Pourtant, elle semble bien parisienne cette aristocratique famille. Charles Eugène, le vainqueur de Klosterkamp, naquit à Paris et mourut en émigration en Allemagne. Son fils, Armand Charles Augustin (1752-1842), naquit et mourut à Paris. Peut-être dans l'hôtel de Castries (72 rue de Varennes à Paris) ou dans le château d'Ollainville que possédait le marquis. Un héritage le mit à la tête d'une belle fortune qui lui permit d'embellir son hôtel, d'acquérir une autre propriété à Antony et de tenir son rang. Car Charles Eugène, marquis de Castries, devint un des principaux personnages du royaume. La gloire du combat de Klosterkamp, gravée dans le marbre à Montpellier, le servit sans doute, mais sa naissance et ses talents en firent un des dirigeants du pays. Notons pour l'anecdote que "la fontaine aux licornes" et ses étranges quadrupèdes ne gagneront la place de la Canourgue qu'en 1865, après son agrandissement en 1860. Mais le marquis devint maréchal de France et un ministre de la Marine travailleur et efficace. Sont action sera déterminante dans la guerre d'Indépendance américaine. A la paix, il mènera un important effort de législation et de réorganisation. Il fut un grand ministre de la Marine.
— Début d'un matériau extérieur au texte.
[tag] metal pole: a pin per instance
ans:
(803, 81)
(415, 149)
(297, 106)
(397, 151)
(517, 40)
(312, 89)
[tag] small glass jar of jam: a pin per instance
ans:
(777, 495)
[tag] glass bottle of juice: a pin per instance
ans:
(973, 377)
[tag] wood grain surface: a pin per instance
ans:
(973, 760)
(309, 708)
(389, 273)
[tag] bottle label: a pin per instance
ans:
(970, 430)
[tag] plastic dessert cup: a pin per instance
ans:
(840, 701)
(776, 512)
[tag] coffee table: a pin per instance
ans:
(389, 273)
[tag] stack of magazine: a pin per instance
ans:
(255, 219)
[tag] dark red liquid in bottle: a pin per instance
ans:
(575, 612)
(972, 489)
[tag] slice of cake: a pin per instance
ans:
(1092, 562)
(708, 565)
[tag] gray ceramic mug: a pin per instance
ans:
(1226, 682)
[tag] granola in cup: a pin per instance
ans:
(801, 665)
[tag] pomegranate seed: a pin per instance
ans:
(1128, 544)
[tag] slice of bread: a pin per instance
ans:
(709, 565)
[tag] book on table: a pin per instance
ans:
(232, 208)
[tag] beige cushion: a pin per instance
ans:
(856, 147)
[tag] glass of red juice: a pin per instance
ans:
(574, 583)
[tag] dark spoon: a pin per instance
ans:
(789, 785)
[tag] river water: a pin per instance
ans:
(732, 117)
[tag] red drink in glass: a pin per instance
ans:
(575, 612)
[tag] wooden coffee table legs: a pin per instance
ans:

Et Cette ? Et bien, dans ce "port royal", compte tenu du poids des hiérarchies sociales et des coutumes d'Ancien Régime, on fêtait les de Castries quand cela paraissait nécessaire. Le 20 mars 1781, la Communauté cettoise offrit au fils du ministre et désormais duc une belle fête pour l'entrée solennelle de Charles  André Augustin de la Croix de Castries dans la bonne ville de Cette. On dressa des arcs de triomphe, on illumina la cité. Les invités furent accueillis par force "décharges de boëtes" (nos bombes à poudre actuelles). Et puis, on a soupé, arrosant le repas de vin de Malaga, on a admiré les "fuzées" du feu d'artifice et l'on a dansé. Bal, feu de joie, fontaines de vin. La fête est belle pour la jeunesse. Et puis, l'on n'oublie pas le père, le gouverneur. Certes, il ne réside pas. Mais ceux qui signent leurs lettres aux autorités "vos humbles et obéissants serviteurs" fêtent l'accession du marquis au maréchalat le 21 septembre 1783. On organise des joutes, bien sûr! On fait repeindre les pavois. Le sieur Lambe, serrurier, ferre les lances. La veuve Marie Gachon apprête drapeaux et écharpes. Un sieur Humbert offre deux montres aux jouteurs (le tiers de la dépense totale tout de même!).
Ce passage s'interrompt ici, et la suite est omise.